Across progressive communities, contemporary minhag varies from always sitting for shema, to always standing, to choosing a position personally, or simply not moving from where you were sitting or standing for the previous prayer. The wide range of practices in the progressive movements reflects an awareness of traditional halachah that follows Hillel, the innovation of our early leaders who adopted the standing position as a way of showing respect, and the value of personal choice where people are encouraged to do what best reflects their needs. In turn, seeing this diversity as people move from community to community, keeps the conversation alive. We know there is another way, and so we have the opportunity to reflect in each moment whether the way things are done now is the way they should be done in the future.
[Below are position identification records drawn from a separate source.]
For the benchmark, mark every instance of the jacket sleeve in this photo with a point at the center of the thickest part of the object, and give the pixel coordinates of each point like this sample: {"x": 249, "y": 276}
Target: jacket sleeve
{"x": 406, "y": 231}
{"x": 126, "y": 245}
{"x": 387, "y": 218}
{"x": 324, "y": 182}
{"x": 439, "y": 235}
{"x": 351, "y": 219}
Seeing diversity is provocative, and at its best it inoculates a community against the paralysing force of normativity. Shema exhorts us to teach our children to love God, and to live Jewishly, and the stories around its recitation offer a formula for how we might do this. Teaching so that people may take ownership and make their own choices, teaching so that people may change their minds, teaching so that the words of Torah are as fresh and exciting to each new generation as they were to the first, and teaching so that we keep the way open for those still to come to inherit Torah and make it their own once again.


Deborah Blausten LBC rabbinic student

The views expressed in this D’var Torah do not necessarily reflect the position of Leo Baeck College.